Der Prototyp die A310 mit einfacher Ausstattung
Erste Präsentation am Genfer- Automobil-Salon
März 1971
Ein Fahrzeug wie von einem anderen Stern so präsentierte sich die neue Alpine. Flach, windschlüpfrig, mit Kanten und Ecken. Ein Lichtband an der Front wie ein UFO.

Emotionen
Wildheit trifft auf Eleganz.
Die neue Vision
Es gibt eine einfache Wahrheit: Wenn Sie an das glauben, was Sie tun, können Sie Grosses erreichen. Das ist der Grund, warum die ALPINE A310 V6 zum Beststeller wurde
Ein neues Projekt
Der Aufstieg mit dem PVR Motor in die obere Sportwagen-Liga hat begonnen.

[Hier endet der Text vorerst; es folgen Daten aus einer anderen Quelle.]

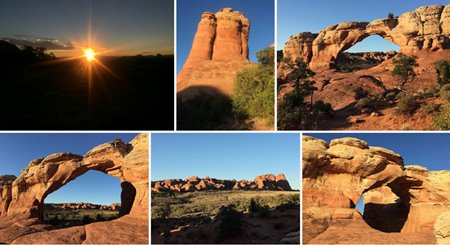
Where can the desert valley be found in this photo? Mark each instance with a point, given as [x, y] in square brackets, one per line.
[25, 218]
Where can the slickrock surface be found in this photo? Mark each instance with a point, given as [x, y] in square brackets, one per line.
[424, 29]
[21, 203]
[402, 204]
[194, 183]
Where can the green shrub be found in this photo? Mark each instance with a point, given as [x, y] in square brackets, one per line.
[162, 211]
[266, 56]
[443, 71]
[444, 92]
[360, 93]
[430, 108]
[407, 104]
[441, 120]
[254, 93]
[404, 68]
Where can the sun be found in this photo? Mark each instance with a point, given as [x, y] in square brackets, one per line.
[89, 54]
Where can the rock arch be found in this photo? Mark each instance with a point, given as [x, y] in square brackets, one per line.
[424, 29]
[22, 198]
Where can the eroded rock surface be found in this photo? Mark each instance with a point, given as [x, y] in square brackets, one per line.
[219, 51]
[22, 198]
[402, 204]
[194, 183]
[424, 29]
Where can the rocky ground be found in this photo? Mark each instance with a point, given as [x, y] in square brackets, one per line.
[322, 52]
[22, 198]
[403, 204]
[198, 217]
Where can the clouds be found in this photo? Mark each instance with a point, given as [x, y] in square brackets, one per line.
[21, 41]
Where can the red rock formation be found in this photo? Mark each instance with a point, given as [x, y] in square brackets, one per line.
[219, 51]
[407, 200]
[425, 29]
[264, 182]
[22, 200]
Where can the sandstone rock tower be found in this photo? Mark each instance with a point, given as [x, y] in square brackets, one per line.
[219, 50]
[425, 29]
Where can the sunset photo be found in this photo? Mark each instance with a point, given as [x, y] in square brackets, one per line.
[87, 65]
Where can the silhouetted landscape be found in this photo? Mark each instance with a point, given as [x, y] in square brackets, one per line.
[39, 91]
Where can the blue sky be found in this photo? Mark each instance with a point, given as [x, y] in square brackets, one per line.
[425, 149]
[130, 27]
[296, 16]
[226, 156]
[17, 150]
[259, 12]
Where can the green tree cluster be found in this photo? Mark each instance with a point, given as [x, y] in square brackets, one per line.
[253, 95]
[298, 110]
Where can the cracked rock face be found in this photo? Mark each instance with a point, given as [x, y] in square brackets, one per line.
[424, 29]
[219, 51]
[22, 198]
[405, 199]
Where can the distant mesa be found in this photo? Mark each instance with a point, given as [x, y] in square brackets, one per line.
[426, 29]
[86, 205]
[402, 204]
[22, 198]
[194, 183]
[219, 51]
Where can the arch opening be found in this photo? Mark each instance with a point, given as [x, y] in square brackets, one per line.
[94, 196]
[369, 52]
[383, 210]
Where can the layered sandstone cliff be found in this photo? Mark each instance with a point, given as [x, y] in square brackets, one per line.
[194, 183]
[219, 51]
[22, 198]
[425, 29]
[408, 201]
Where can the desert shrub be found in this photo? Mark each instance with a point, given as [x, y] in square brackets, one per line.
[444, 92]
[426, 93]
[367, 103]
[230, 223]
[404, 69]
[203, 111]
[407, 104]
[360, 93]
[430, 108]
[266, 56]
[254, 92]
[443, 71]
[441, 120]
[162, 211]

Mit dem Start 1976 wurde ein Longlife Motor eingesetzt, den auch Peugeot, Volvo, Renault, De Lorean und viele Modelle ebenfalls einsetzten
Es sind mehr als ein nur ein Haufen Handwerker: Bei Alpine arbeiten kluge Köpfe als Freunde zusammen. Gemeinsam steckten die Alpine Leute viel Freude und Leidenschaft in ihr Produkt, das zeichnete sie aus.
Alpine ist Experte auf seinem Gebiet. Aber ohne das Alpine-Team wäre Alpine heute nicht da, wo es ist. Sie lieben es, mit Gleichgesinnten zusammen zuarbeiten und mit einer Leidenschaft und Kompetenz ein gemeinsames Ziele zu verwirklichen.
Die Alpine Mannschaft lebte ihren Traum einen Sportwagen zu bauen, der Leidenschaft und Freude verbreitete.
1977 ein Jahr nach Einführung
1979 Verbesserte Version mit 5 Gang-Getriebe
Wohnzimmer-Atmosphäre
1981 Quaitätssteigerung mit der neuen Version
1980 geboren und als Gruppe 4 1983 einem breiten Publikum zum Kauf angeboten.
Die Alpine A310 V6 GT Pack kommt breit daher
Auf grossen Fuss unterwegs
Bald ist Schluss und 1985 kommte die letzte A310 V6 auf den Markt und wird durch die Renault Alpine VG GT oder auch GTA abgelöst.
Ein Armaturenbrett das keine Wünsche offen lässt.
Fokussiert auf das wesendliche und eine ansprechende Formsprache das ist der Anspruch für Alpine.
Verschiedene Projekte – und das Beste erreichen.
Neue Konzepten und Ideen zur Serienreife führen.
Das bebete Alpine.
Eine neue Ära beginnt
Neue Herausforderungen als Chance zu verstehen und neue Ziele zu erreichen das wird 1985 mit ganz neuen und hohen Qualitätsstandart in der neuen Renault Alpine V6 GT umgesetzt. In England wurde sie als Renault GTA vermarktet. Da die Namensrechte immer noch bei der Rootes-Gruppe, im Zusammen hang mit dem Modell Sunbeam Alpine, lagen.